Soruşturma Türkiye tarafından da yakından izleniyor
İlk duruşmada mahkemede hazır bulunan Türkiye'nin Cape Town Başkonsolosu Sinan Yeşildağ, AA muhabirine, İmam Harun'un gözaltında ölümünün yeniden soruşturulmasının her şeyden önce ailenin geçmişte yaşadığı travmanın hafifletilmesi için önemli bir adım olduğunu söyledi.
Başkonsolos Yeşildağ, ırkçılık karşıtı mücadelesi insanlığa mal olmuş uluslararası bir figür olan İmam Harun'un ölümüne ilişkin yargılamanın Türkiye tarafından da yakından izlendiğini belirterek, "Bu soruşturma, apartheid döneminde yaşanan adaletsizlik ve güvensizliğin giderilmesi yolunda Güney Afrika adalet sisteminin iyi işlediğine dair bir örnek olarak önümüze çıkıyor." dedi.

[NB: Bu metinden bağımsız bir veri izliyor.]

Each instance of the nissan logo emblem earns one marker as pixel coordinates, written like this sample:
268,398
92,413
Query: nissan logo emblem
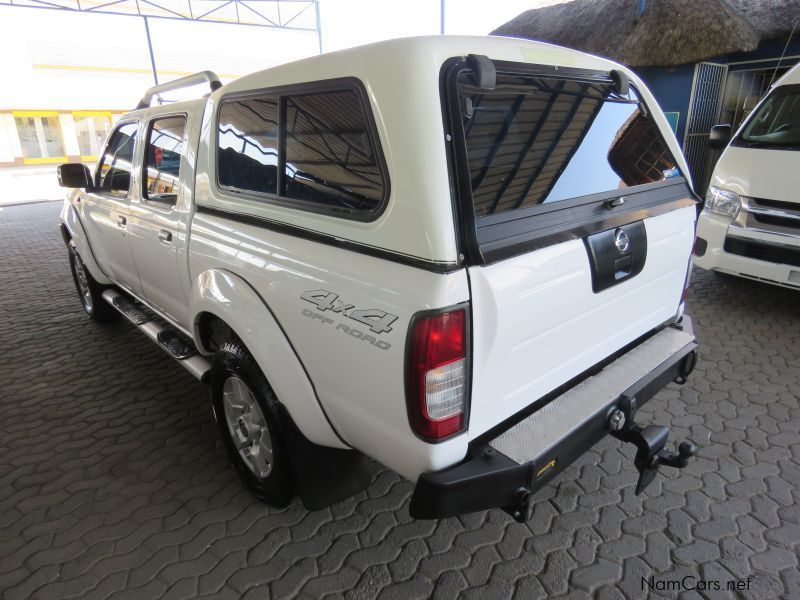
621,241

İmam Harun'un torunlarından Halid Shamis, ailesi adına basına yaptığı açıklamada, yargılamanın yeniden başlatılmasından duydukları memnuniyeti dile getirerek, acıklı hikayesine rağmen dedesinin hatırasının kendileri için daima neşeli, mutlu, rahatlatıcı, yardıma ihtiyacı olan herkesin yanında olan kucaklayıcı bir figür olarak yaşadığını kaydetti.
İmam Harun
Cape Town'lu Müslüman bir ailede 1924'te dünyaya gelen ve iyi bir İslami eğitim alan İmam Harun, 1950'lerin ortasından itibaren dönemin beyaz ırk üstünlüğünü temel alan apartheid rejimine karşı mücadele saflarında yer aldı.
İmam Harun, 1955'te Cape Town'daki El-Camia Camisi'nde imamlık yapmaya başladı. Kadınlar ve çocuklarla ilgili meselelere eğilen İmam Harun, kısa sürede toplumsal sorunları konu alan hutbeleriyle tanınmaya başladı.
Claremont Müslüman Gençlik Derneği (CMYA) ve Muslim News gazetesini kuran İmam Harun, başta gençler olmak üzere toplumu apartheid rejimine karşı harekete çağırdı.
Irkçı rejime göre merdivenden düşerek ölmüştü
Irkçılık karşıtı mücadele kahramanı Müslüman din adamı, gazeteci ve aktivist İmam Harun, ırkçı apartheid rejimi tarafından 1969'da Cape Town'da gözaltına alınıp, Caledon Meydanı Karakolu'nda 123 gün bir hücrede tutulduktan sonra hayatını kaybetti.
İmam Harun'un ölümüne ilişkin 1970'te açılan ilk soruşturmada ırkçı rejimin mahkemesi, İmam Harun'un karakolda merdivenden kayıp düşerek öldüğüne ve ölümünden kimsenin sorumlu tutulamayacağına hükmetti.
Ailesi ise İmam Harun'un cesedindeki morlukların işkence ve darp sonucu meydana geldiği iddiasıyla yarım asırdan uzun bir süredir konunun tekrar soruşturulmasını bekliyordu.